Moderne Alltagstechnik bestimmt Kandy auf Schritt und Tritt. Weniger positiv formuliert: Die Stadt erstickt am Verkehr. Sie liegt in einem Talkessel um einen See herum, an dem zu zwei Dritteln eine Straße entlang führt. Das letzte Drittel ist seit einem Bombenanschlag auf den Zahntempel gesperrt, sodass der gesamte Verkehr in und durch Kandy sich durch dasselbe Straßenstück quält. Ein halber Tag dort, und die Frage nach Fahrverboten nicht nur für Dieselfahrzeuge ist beantwortet.

Reihe von Häusern aus der Kolonialzeit, Kandy
Häuser aus der Kolonialzeit in Kandy, die hinter den Tuk-Tuks allerdings ziemlich verrottet aussehen.
Damen im Vogelkostüm tanzen den „Kandy Dance“, Trommler im Hintergrund
Die Damen vorne tanzten irgendetwas mit Vögeln.

Überbewerteter touristischer Höhepunkt

Trotzdem gilt der Ort als einer der touristischen Höhepunkte Sri Lankas, aber das Warum hat sich uns nicht erschlossen.
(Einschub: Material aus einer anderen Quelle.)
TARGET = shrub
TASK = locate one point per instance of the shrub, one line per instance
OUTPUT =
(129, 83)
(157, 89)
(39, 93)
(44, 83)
Es gibt ein paar hübsche Häuser aus der Kolonialzeit und einige, die nur noch aus Gewohnheit aufrecht stehen. Im Erdgeschoss des historischen Royal Hotel weigert sich blasiertes Personal, Orangensaft zu servieren – „unten nur Alkohol“. Außerdem muss man in der Stadt den „Kandy Dance”; angucken. Dabei steht im Hintergrund der Bühne ein Orchester aus fünf Trommeln und einer Tröte (heißt anders, quietscht sehr). Im Vordergrund tanzen entweder Damen in Kostümen oder Herren vollführen akrobatische Übungen. Nicht unsers.

Verbogene Araukarien, Botanischer Garten Kandy
Im Botanischen Garten von Kandy tanzen die Araukarien. Das ist sonst nicht so ihre Art.

Echter Höhepunkt für uns war der riesige Botanische Garten etwas außerhalb. Tatsächlich einer der besten jemals gesehenen, was Sortierung und Beschriftung angeht. Man kann sich dort locker ein paar Stunden aufhalten, weitab von Verkehrslärm und Gestank. Hin kommt man mit dem Tuk-Tuk für 600 Rupien. Zurück sollte es 1200 kosten, sodass wir diesem Fahrer einen virtuellen Vogel zeigten und kurzerhand einen der Stadtbusse nahmen, für 50 Rupien. Sogar angenehmer als im Dreirad, weil man höher und damit nicht ständig in den Abgasen sitzt.

Rot-weiße Moschee in Kandy von außen
Diese Moschee steht mitten in der Innenstadt von Kandy, nicht weit vom Hindu-Tempel unten.

Hindu-Tempel in Kandy Neben dem buddhistischen Zahntempel buhlen in Kandy etliche Kirchen, Hindu-Tempel und Moscheen um Gläubige. Man könnte folglich versucht sein, so etwas wie friedliches Zusammenleben dieser Religionen zu vermuten. Wäre schön, ist aber nicht so: Am Ende unseres Aufenthalts dort fackelte ein buddhistischer Mob mehrere Moscheen, „muslimische“ Geschäfte und Wohnhäuser in einem Dorf in der Nähe ab. Anlass oder Vorwand war ein Streit zwischen Autofahrern. Direkt bekamen wir davon nix mit, erst am nächsten Tag schrieb Al Jazeera darüber. Inzwischen brachte Global Voices eine sehr ausführliche Zusammenfassung (auf Englisch), und die Regierung hat den Ausnahmezustand verhängt. Von dem zumindest wir nichts merken. Lehrreich jedenfalls für alle, die sogar nach der Verfolgung und Vertreibung der muslimischen Rohingya in Myanmar noch glauben, Buddhismus wäre eine irgendwie bessere Religion.